The Werewolf is a 1913 silent film short directed by Henry MacRae. The film is about a Navajo woman becoming a timberwolf.

==Plot==
Kee-On-Ee, a Navajo woman, becomes a witch after erroneously believing that her husband has abandoned her. She teaches the same skills to her daughter Watuma, who transforms into a wolf to carry out vengeance against the invading white settlers. Then, 100 years after Watuma's death, she returns from the dead to kill again. According to film historian Kelly Robinson, the film contains supernatural elements beyond mere lycanthropy, such as witchcraft and reincarnation.

==Production==
Film historian Gary Don Rhodes stated that The Werewolf, written by Ruth Ann Baldwin drew upon folktale traditions as well as the popularity of "Indian" films in early cinema. Baldwin was a former newspaper reporter who worked as a screenwriter, editor and director at Universal in the 1910s. It was directed by Henry MacRae who had made over 130 films for Universal, including early sound film such as Tarzan the Tiger (1929) and Flash Gordon (1936).
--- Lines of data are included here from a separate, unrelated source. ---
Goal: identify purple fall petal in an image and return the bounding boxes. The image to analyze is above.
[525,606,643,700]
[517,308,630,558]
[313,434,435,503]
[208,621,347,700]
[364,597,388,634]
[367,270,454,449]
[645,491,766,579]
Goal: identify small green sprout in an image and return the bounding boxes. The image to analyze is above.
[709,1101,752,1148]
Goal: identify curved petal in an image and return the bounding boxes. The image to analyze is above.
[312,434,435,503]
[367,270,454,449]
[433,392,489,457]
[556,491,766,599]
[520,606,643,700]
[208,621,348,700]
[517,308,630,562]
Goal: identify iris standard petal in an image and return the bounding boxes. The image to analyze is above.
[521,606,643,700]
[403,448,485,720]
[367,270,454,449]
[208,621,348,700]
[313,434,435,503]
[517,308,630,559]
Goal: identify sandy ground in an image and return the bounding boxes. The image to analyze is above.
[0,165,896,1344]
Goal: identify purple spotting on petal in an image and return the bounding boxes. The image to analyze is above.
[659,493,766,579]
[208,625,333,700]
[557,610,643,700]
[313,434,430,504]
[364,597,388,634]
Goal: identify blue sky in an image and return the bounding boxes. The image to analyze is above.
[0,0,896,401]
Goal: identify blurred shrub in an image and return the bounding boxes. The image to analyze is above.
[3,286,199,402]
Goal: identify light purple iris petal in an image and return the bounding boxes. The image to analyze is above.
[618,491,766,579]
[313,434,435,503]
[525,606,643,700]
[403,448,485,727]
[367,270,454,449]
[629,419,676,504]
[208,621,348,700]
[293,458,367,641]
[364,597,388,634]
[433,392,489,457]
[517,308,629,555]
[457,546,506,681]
MacRae directed other Indigenous-themed films such as The Bronze Bride (1917).

The film starred Phyllis Gordon as Watuma, Clarence Burton as Ezra Vance, Marie Walcamp as a young Kee-On-Ee, Lule Warrenton as Kee-On-Ee and William Clifford as Jack Ford.

==Release and reception==
It was released on December 13, 1913. As of 2020, The Werewolf is a lost film as it was destroyed in a 1924 fire at Universal Studios.
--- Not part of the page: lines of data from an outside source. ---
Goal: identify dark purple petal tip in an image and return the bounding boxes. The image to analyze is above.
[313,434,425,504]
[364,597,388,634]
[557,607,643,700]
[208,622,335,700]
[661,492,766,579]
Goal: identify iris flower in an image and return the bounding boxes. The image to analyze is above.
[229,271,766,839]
From contemporary reviews, Moving Picture World found that "to those who care for much shooting and massacre, the picture will have appeal." while Motion Picture News declared the film to be "absolutely the most asinine affair ever produced [...] If this were a fairy story, it would be laughed at."

==Legacy==
The film was one of the first films involving lycanthropy made in Canada. Craig Ian Mann wrote that The Werewolf was the first known werewolf film on record. In the early film cycle, at least two other films followed involving lycanthropy, including The Legend of the Phantom Tribe (1914), which was also written by Baldwin, directed by MacRae, and starring Clifford for 101 Bison. The other was The White Wolf (1914), which also involved an "Indian" theme with someone's spirit embodied within a wolf. The last known copy of the film was destroyed by a fire in 1924.